Vegetais, frutas e peixes enlatados podem ser usados como alternativa; pratos prontos devem ser evitados por conterem excesso de sal, gorduras e aditivos


O LÍQUIDO USADO PARA ENVOLVER AS CONSERVAS (SALMOURA, ALGUM TIPO DE ÓLEO OU MOLHO) NÃO TEM EFEITO CONSERVADOR; É USADO PARA DAR SABOR, REALÇAR A APARÊNCIA E AJUDAR NO PROCESSO DE COZIMENTO


JULLIANE SILVEIRA
DA REPORTAGEM LOCAL

No romance "A Estrada", o escritor norte-americano Cormac McCarthy narra a saga de um homem e seu filho que precisam sobreviver em um mundo devastado após o Apocalipse. Para comer, contam basicamente com comida enlatada -sopas, milho e cozidos preservados da destruição.
A história do livro -base do filme homônimo que deverá ser lançado no Brasil em abril- pode soar um pouco radical. Mas não fica muito distante do principal argumento usado para o consumo de produtos enlatados em situações corriqueiras: momentos de emergência.
E parece que as horas de pressa têm sido cada vez mais comuns. De acordo com a Associação Brasileira de Embalagem de Aço, houve no Brasil um aumento de 10% no consumo de conservas enlatadas no primeiro semestre de 2009 em comparação ao mesmo período de 2008. Em 2009, houve 4.265 lançamentos de embalagens de aço em todo o mundo.
Comparados aos alimentos crus, os conservados em lata sofrem perda de alguns nutrientes e, no caso das frutas, de fibras. No entanto, a forma de processamento dispensa o uso de conservantes, como pensam muitos consumidores. Mas, ainda assim, costumam conter aditivos para realçar o sabor e dar textura aos alimentos.
"Existe um conhecimento equivocado de que esses alimentos teriam uma série de conservantes, o que não é real. A conservação desses produtos é feita pela temperatura", afirma Sílvia Tondella Dantas, gerente do Grupo de Embalagens Metálicas e de Vidro do Centro de Tecnologia de Embalagem do Ital (Instituto de Tecnologia de Alimentos).
Produtos de baixa acidez, como carnes, pescados, legumes e derivados do leite exigem um processo térmico (elevação de temperatura) antes de serem envasados, para que se conservem na lata e não ofereçam perigo à saúde. "Dessa forma, é claro que existem perdas de componentes, da mesma forma que ocorre no cozimento doméstico. Mas não ocorrem perdas totais, como mostram os raros dados existentes sobre o assunto", acrescenta Dantas.
O líquido usado para envolver as conservas -salmoura, algum tipo de óleo ou molho- não tem efeito conservador.
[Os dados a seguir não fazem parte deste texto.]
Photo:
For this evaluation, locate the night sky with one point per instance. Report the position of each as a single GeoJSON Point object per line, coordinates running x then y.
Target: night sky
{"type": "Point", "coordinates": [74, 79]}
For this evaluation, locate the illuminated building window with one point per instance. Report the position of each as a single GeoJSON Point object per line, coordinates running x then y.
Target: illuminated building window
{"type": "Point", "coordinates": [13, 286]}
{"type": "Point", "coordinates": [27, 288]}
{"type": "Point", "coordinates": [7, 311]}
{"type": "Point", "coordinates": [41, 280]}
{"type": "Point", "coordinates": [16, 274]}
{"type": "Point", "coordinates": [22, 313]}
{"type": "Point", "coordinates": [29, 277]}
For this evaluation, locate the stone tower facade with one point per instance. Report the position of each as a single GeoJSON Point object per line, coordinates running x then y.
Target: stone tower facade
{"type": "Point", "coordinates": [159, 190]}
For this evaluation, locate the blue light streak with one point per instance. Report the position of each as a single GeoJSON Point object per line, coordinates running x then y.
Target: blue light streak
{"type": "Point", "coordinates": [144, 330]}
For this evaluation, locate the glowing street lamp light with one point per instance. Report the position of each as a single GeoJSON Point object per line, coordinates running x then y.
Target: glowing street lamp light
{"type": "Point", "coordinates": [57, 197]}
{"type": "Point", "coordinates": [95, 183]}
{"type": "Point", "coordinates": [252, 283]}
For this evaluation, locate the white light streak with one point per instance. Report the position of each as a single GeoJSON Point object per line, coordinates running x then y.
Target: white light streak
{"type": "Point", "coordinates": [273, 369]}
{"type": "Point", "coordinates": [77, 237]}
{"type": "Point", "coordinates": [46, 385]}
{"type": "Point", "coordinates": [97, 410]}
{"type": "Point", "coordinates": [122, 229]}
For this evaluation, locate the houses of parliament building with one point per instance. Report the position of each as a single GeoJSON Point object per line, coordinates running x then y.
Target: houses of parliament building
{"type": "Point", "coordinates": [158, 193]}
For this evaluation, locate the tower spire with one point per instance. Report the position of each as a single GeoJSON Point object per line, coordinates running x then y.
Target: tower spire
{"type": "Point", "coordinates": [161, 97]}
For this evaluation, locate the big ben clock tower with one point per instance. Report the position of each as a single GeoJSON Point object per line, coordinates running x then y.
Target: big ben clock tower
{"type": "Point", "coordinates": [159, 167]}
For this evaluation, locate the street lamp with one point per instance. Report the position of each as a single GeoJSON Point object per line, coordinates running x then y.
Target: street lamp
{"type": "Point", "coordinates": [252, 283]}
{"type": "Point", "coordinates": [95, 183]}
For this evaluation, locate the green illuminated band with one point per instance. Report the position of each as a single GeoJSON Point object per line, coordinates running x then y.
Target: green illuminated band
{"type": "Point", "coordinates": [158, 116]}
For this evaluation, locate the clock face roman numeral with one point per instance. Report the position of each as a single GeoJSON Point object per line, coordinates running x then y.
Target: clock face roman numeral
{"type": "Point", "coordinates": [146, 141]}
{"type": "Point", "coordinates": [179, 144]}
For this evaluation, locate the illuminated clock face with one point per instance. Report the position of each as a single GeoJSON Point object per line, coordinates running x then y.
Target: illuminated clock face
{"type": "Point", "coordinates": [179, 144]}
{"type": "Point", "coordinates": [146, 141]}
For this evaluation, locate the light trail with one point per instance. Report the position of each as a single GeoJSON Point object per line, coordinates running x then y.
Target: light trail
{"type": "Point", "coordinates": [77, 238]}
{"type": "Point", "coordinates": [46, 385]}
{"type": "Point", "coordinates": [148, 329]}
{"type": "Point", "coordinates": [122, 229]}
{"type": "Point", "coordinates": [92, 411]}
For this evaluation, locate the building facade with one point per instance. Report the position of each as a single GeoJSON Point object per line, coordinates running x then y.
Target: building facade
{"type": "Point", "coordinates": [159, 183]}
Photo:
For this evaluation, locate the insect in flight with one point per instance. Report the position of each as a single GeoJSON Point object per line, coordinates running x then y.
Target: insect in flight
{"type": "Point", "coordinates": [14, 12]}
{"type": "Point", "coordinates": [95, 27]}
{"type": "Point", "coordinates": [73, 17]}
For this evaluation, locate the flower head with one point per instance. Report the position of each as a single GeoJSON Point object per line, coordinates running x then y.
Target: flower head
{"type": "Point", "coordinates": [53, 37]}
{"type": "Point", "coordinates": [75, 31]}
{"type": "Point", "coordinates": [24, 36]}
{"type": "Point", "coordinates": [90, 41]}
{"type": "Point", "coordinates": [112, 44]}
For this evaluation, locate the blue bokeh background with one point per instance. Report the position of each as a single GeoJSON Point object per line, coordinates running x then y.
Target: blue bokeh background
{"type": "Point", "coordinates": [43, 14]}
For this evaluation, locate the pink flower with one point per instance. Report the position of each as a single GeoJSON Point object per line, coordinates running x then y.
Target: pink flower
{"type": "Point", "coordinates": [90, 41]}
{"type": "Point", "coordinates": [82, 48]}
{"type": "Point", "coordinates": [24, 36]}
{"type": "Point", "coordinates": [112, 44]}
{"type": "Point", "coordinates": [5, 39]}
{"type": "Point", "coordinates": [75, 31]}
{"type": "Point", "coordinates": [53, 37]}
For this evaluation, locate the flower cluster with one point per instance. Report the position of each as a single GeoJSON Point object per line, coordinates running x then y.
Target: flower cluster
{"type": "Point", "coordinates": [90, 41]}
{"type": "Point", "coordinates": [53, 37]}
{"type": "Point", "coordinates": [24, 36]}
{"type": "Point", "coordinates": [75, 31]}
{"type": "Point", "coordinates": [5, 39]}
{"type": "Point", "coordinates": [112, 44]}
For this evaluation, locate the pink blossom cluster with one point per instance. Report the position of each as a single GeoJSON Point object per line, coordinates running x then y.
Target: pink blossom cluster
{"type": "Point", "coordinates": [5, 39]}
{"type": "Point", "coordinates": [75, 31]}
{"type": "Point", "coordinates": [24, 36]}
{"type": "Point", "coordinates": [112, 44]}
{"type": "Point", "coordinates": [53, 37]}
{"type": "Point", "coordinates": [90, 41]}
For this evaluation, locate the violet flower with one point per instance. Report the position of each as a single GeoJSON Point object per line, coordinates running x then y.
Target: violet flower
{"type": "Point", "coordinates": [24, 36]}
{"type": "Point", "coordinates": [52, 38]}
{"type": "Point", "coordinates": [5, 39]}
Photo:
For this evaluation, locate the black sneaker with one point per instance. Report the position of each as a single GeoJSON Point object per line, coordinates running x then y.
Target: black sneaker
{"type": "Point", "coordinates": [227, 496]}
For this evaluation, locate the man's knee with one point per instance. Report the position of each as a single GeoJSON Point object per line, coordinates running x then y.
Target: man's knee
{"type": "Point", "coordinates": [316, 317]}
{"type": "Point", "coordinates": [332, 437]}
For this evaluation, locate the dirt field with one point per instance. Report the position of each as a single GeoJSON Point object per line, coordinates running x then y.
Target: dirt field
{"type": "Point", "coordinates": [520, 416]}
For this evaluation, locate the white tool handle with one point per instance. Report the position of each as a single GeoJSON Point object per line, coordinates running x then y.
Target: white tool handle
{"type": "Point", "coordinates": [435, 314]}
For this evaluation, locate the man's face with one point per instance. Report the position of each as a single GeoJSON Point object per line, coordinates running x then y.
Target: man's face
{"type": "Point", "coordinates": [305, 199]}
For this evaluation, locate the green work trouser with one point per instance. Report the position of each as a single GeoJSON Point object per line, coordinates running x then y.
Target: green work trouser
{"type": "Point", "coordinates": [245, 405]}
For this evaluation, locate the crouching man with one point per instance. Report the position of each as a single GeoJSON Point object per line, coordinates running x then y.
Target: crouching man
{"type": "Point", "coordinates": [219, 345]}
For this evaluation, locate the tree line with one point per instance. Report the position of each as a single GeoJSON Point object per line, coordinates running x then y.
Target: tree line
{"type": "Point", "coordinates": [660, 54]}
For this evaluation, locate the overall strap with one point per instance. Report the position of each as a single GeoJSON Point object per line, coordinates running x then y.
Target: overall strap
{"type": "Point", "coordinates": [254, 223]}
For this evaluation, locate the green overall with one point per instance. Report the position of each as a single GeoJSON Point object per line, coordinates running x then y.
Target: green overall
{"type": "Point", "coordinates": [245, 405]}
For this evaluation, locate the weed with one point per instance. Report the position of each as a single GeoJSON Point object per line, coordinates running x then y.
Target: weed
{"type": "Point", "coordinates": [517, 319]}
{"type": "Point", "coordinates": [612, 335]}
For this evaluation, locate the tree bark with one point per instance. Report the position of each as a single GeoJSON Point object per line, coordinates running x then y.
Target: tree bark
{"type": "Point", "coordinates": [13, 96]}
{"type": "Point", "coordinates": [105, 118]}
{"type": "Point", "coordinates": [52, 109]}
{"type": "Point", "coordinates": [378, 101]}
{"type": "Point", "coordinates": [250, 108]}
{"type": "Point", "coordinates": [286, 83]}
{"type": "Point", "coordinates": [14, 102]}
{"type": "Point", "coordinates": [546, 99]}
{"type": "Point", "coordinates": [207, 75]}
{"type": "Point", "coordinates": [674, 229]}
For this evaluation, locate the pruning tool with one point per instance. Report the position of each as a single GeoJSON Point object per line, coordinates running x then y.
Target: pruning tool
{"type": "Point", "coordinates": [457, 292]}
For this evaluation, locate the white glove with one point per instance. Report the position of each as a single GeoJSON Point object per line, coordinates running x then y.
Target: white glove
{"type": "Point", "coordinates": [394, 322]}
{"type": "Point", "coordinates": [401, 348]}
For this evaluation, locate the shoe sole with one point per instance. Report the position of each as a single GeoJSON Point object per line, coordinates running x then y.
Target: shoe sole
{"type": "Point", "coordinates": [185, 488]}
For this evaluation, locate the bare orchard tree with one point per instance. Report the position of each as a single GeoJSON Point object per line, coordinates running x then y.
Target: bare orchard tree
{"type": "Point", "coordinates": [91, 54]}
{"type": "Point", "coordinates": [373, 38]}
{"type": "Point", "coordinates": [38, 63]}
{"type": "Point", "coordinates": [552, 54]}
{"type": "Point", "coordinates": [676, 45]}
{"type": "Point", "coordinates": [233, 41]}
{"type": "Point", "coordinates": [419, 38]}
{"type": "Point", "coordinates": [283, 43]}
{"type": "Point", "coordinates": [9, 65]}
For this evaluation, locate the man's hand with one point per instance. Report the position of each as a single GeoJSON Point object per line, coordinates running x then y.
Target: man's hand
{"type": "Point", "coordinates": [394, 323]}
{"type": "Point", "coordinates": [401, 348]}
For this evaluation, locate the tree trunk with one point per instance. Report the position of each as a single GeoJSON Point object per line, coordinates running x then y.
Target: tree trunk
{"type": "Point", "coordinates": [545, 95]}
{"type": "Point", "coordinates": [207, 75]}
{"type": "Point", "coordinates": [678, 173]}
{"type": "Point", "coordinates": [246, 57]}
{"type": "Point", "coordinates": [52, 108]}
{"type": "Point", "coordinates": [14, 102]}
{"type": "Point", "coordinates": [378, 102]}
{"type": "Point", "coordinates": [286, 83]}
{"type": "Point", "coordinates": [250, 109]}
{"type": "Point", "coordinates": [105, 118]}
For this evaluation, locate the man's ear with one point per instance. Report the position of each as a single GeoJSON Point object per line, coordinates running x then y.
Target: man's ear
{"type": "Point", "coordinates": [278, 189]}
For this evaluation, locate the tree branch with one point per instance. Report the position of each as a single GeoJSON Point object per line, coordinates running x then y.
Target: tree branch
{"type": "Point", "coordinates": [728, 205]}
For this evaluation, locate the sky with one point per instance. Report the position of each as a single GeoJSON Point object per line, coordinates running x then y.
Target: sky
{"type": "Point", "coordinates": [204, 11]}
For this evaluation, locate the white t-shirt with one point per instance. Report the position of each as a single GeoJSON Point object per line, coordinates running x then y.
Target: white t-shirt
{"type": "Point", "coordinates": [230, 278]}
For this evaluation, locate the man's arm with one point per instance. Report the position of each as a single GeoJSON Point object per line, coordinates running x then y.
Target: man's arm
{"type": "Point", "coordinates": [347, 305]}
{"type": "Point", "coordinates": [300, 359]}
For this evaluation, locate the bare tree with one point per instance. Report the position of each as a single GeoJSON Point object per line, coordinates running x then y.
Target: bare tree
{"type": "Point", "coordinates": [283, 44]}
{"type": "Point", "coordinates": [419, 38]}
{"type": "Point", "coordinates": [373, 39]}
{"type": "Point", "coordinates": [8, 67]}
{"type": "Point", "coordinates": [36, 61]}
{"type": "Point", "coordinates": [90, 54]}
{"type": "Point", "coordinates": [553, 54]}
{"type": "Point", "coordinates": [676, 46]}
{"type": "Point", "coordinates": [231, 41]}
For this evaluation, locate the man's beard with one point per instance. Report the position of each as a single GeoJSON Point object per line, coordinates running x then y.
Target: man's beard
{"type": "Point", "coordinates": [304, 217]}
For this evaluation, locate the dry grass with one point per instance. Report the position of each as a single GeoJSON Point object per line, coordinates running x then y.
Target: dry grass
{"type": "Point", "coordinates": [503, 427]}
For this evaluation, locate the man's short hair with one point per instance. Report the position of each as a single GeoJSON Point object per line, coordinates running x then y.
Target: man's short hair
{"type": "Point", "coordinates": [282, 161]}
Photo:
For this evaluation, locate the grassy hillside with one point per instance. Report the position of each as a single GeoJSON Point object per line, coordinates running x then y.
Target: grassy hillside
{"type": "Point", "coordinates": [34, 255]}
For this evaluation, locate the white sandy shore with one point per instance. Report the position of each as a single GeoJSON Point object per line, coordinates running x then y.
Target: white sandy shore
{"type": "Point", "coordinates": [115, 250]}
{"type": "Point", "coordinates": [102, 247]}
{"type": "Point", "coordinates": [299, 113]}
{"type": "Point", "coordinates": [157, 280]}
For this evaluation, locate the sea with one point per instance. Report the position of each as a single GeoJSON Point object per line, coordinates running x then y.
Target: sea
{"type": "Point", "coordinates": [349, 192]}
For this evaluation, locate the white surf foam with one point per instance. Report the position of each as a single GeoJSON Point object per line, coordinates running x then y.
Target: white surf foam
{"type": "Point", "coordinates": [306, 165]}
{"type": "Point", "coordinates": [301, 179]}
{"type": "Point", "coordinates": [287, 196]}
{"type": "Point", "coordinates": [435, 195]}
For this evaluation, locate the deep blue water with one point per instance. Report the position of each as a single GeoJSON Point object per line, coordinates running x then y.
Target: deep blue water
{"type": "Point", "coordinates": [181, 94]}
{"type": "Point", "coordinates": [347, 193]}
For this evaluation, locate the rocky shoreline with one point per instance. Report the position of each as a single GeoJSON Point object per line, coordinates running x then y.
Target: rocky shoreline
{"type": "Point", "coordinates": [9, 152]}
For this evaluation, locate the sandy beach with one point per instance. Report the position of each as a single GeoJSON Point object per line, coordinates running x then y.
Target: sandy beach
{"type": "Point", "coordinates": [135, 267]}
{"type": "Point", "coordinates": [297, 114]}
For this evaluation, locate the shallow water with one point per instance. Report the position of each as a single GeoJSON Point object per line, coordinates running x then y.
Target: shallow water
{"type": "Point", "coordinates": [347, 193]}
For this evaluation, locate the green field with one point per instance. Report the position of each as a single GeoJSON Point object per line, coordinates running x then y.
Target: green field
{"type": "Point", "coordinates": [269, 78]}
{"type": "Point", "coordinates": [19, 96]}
É usado para dar sabor, realçar a aparência e ajudar no processo de cozimento.
Do ponto de vista nutricional, os líquidos devem ser dispensados por conterem excesso de gorduras e de sal. Para reduzir o consumo de sal, é recomendado ainda lavar o alimento antes de incluí-lo na receita. No caso das frutas, indica-se o uso das versões light, com menor teor de açúcar.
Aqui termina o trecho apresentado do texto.